Catching the runoff water from the tongue of ice before us, the lake positively glistens on this rare clear day. Like the Hailuogou glacier which I visited last week, the Dagu glacier is slowly disappearing as a result of rising temperatures on the plateau. Retreat among the glaciers of the southeast of the Tibetan Plateau is widespread and alarming.
“Around 90 percent of the glaciers of West China (including the Tibetan Plateau) have retreated since 1980. Retreat rates have increased during the last 50 years,” according to Wilfred Theakstone of England’s Manchester University. Theakstone has spent his entire academic career studying the changes to glaciers across the globe, from the Arctic Circle to the Tibetan Plateau.
“Meltwater runoff from a glacier increases in the early stages of retreat but, as the ice becomes thinner and part of the tongue melts away completely, meltwater may decrease. Climatic changes which result in changes of the monsoonal regime will have major consequences for water supplies, as well as for the glaciers themselves. Increased frequency of major floods is a possible consequence,” Theakstone wrote in an e-mail.

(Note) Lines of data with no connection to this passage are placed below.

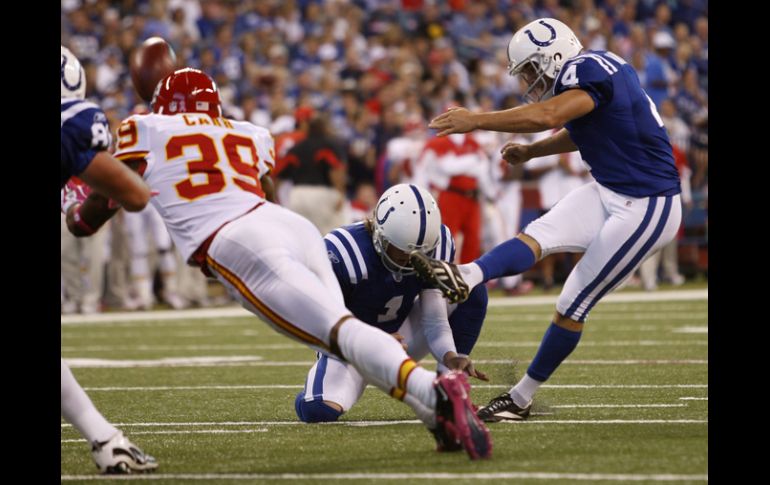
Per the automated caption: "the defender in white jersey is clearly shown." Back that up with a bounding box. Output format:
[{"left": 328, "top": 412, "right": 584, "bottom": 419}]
[
  {"left": 112, "top": 103, "right": 277, "bottom": 264},
  {"left": 67, "top": 68, "right": 491, "bottom": 460}
]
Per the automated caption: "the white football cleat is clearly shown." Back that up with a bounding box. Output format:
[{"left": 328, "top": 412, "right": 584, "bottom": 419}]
[
  {"left": 162, "top": 291, "right": 188, "bottom": 310},
  {"left": 91, "top": 431, "right": 158, "bottom": 474}
]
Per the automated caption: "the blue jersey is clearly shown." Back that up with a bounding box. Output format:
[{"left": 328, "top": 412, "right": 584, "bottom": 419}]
[
  {"left": 60, "top": 99, "right": 112, "bottom": 188},
  {"left": 325, "top": 222, "right": 456, "bottom": 334},
  {"left": 553, "top": 50, "right": 681, "bottom": 198}
]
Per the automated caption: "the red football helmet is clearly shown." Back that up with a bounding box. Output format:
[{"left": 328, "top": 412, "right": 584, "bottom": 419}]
[{"left": 151, "top": 68, "right": 222, "bottom": 117}]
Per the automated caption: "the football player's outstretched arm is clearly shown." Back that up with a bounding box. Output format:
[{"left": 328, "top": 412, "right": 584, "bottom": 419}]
[
  {"left": 66, "top": 157, "right": 149, "bottom": 237},
  {"left": 78, "top": 151, "right": 150, "bottom": 212},
  {"left": 430, "top": 89, "right": 595, "bottom": 136},
  {"left": 419, "top": 289, "right": 489, "bottom": 381}
]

“In the southeast part of the Plateau, the monsoonal temperate glaciers are likely to receive more precipitation in a warmer climate. Combined with the increased melting and the steep terrain, this may cause increased hazards from avalanches, debris flows and floods. Outburst of glacier-dammed lakes may be an additional hazard,” he wrote.
At the beginning of July, the Chinese central authority activated an emergency response plan in order to cope with severe flooding in Sichuan Province, which receives its water from the rivers that originate on the Tibetan Plateau. State media reported that more than 4.6 million people were affected, with flooding damaging more than 37,000 homes and leaving over 250,000 hectares of crops unusable.
Traveling back downstream, it seemed sad and slightly ironic that the turquoise waters that gathered at the base of the Dagu glacier and flowed freely through the valleys and primeval forests in the national park were ultimately destined for a stale and stifled reservoir behind the Maoergai dam, just 60 km away.
It was becoming increasingly clear that the issues in this region were intrinsically linked to one another through rivers such as the Heishui. From the glaciers to the dams, changes in climate in the region, coupled with the man-made alteration of the landscape are having volatile consequences, both environmental and social, that are ultimately affecting thousands of people across this important region of the Tibetan Plateau.